Non-traditional types of treatment for arthrosis of the talonavicular joint include various procedures, including:

  1. Apitherapy;
  2. Phytotherapy;
  3. Hirudotherapy;
  4. Mud baths;
  5. Acupuncture;
  6. Traditional medicine.


A big plus in treating a disease with traditional medicine recipes is the almost absolute harmlessness of the components used, as well as strengthening the immune system and the body as a whole.

No less popular in the treatment of pathology are bees and leeches. Stings promote active blood circulation in the vessels, which significantly increases the nutrition of tissues, cartilage and joints. At the same time, the patient’s body receives irreplaceable natural elements that have a positive effect on the ankle joints.

ethnoscience

You can resort to traditional medicine recipes only after consultation with your doctor. The action of such methods is aimed at eliminating swelling and pain.

The following recipes show excellent results:

  1. Garlic compresses, mixed with vegetable oil and applied to the affected joint before bed.
  2. Ointment made from St. John's wort and hops. You will need 10 grams of each herb. They need to be ground, add about 50 grams of Vaseline oil and after a day of infusion, apply twice a day.
  3. Using fir oil, you can make a warm compress or rub the product directly into the affected area.
  4. Potato compresses are effective. The pulp of the tubers must be crushed, the resulting mass must be soaked in warm water for several hours and applied to the inflamed joint twice a day.

Traditional methods of treatment should not be considered as the main ones. They are an excellent addition to exercise therapy, massage and drug therapy.
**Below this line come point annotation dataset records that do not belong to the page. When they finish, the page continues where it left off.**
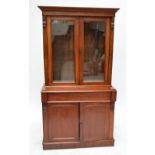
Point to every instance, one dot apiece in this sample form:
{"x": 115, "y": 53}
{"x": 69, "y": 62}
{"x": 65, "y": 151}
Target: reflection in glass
{"x": 63, "y": 51}
{"x": 94, "y": 51}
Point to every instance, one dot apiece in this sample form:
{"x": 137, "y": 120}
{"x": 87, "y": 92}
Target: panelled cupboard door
{"x": 63, "y": 122}
{"x": 95, "y": 118}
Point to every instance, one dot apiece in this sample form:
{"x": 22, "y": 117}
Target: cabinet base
{"x": 62, "y": 145}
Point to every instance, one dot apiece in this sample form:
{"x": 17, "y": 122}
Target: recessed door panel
{"x": 95, "y": 121}
{"x": 63, "y": 120}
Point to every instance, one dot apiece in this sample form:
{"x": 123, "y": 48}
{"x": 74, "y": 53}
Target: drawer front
{"x": 79, "y": 97}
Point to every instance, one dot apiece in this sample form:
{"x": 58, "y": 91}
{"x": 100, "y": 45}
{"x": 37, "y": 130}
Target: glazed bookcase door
{"x": 93, "y": 50}
{"x": 64, "y": 55}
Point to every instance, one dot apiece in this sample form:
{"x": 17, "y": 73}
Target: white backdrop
{"x": 37, "y": 76}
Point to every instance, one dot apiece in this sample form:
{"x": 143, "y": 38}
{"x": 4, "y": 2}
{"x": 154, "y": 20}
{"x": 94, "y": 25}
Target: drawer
{"x": 78, "y": 97}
With the help of such folk remedies, you can achieve stable remission and eliminate unpleasant pain.

Prevention

Preventive measures for arthrosis of the talonavicular joint include:

  • Nutrition and weight control. Excess weight is the first enemy of joints;
  • Try not to overuse salt and calcium supplements;
  • If possible, do basic morning exercises;
  • Take vitamin and mineral complexes regularly.

Don't skimp on shoes. It should not be tight, large, narrow or uncomfortable. Women are not recommended to wear high heels every day. Children should never buy shoes to grow as they grow, as this can lead to foot deformation in early childhood.

If your job
requires you to stand or walk for a long time, take breaks. This is necessary so that the muscles of your legs can not only rest, but also recover. If leg pain becomes regular, do not delay visiting your doctor.